Wenn in nicht allzu ferner Zukunft autonom fahrende Autos unfallfrei über Baden-Württembergs Straßen gleiten, im letzten Winkel des Landes schnelles Internet verfügbar ist und der Gletscherschwund in den Alpen präzise prognostiziert werden kann, könnte das auch an einem tief im Wald versteckten Areal im Norden Baden-Württembergs liegen.
Eingerahmt von der Autobahn 81 auf der einen und den Flüsschen Kocher und Jagst auf der anderen Seite liegt hier eines der wichtigsten Versuchszentren der deutschen Raumfahrtagentur DLR und ihres europäischen Pendants, der ESA.
Hier werden die riesigen Raketentriebwerke der Ariane entwickelt und getestet, die Satelliten auf ihre Umlaufbahn wuchten.
Standort Lampoldshausen strategisch wichtig
„Dieser Standort hier ist für die gesamte Raumfahrt Europas von strategischer Bedeutung“, sagt Stefan Schlechtriem, Direktor des Instituts für Raumfahrtantriebe beim DLR. „Was wir hier tun, ist vielleicht nicht so sichtbar, aber es ist extrem wichtig.“

Auf einer Fläche von einigen Zehntausend Quadratmetern stehen hier, im Harthäuser Wald, mehrere Triebwerksprüfstände, jeder davon gut 30 Meter hoch, so breit wie ein Lkw und ummantelt von teils meterdickem Beton.
Armdicke Versorgungsleitungen für flüssigen Sauerstoff, Wasserstoff oder Helium münden in die Teststände. Bunkertüren führen in dahinterliegende Kontroll- und Wartungsräume. „Wenn hier ein Triebwerk gezündet wird, wackelt es schon ein bisschen“, sagt Claus Lippert vom DLR. „Da hält man besser Abstand.“
Die erste Zündung des neuen Ariane-Oberstufentriebwerks war im vergangenen Herbst, und trotz der Abgeschiedenheit des Testgeländes dürfte sie auch den Anwohnern der umliegenden Ortschaften nicht verborgen geblieben sein. Die Wasserdampfsäule, ein Resultat der Verbrennung mehrerer Tonnen Sauerstoff und Wasserstoff, reichte damals einige Hundert Meter hoch.

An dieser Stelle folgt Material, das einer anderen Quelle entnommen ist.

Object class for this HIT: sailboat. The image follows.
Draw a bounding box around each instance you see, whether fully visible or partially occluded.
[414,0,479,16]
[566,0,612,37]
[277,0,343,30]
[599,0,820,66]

In einem verbunkerten Kontrollzentrum rund einen halben Kilometer entfernt vom Teststand, verfolgten die Ingenieure und Techniker das Geschehen damals. Bei den Probeläufen, bei denen die Triebwerke bis zu einer Viertel Stunden laufen und die Flugbahn in Atmosphäre und Orbit quasi nachzeichnen, sei Sicherheit das wichtigste“, sagt Lippert.
Über Wochen und Monate würde der Tag X vorbereitet. „Da darf nichts schiefgehen“, sagt er. In den kommenden Monaten stehen weitere Probeläufe an. Der Zeitplan ist eng, denn Ende 2023 soll die Ariane 6 vom französischen Kourou aus erstmals ins All abheben. Und bevor die Spezialisten aus Baden-Württemberg nicht ihr OK geben, bleibt das europäische Prestigeprojekt am Boden.
Ariane 6 – Hoffnungsträger oder Rohrkrepierer?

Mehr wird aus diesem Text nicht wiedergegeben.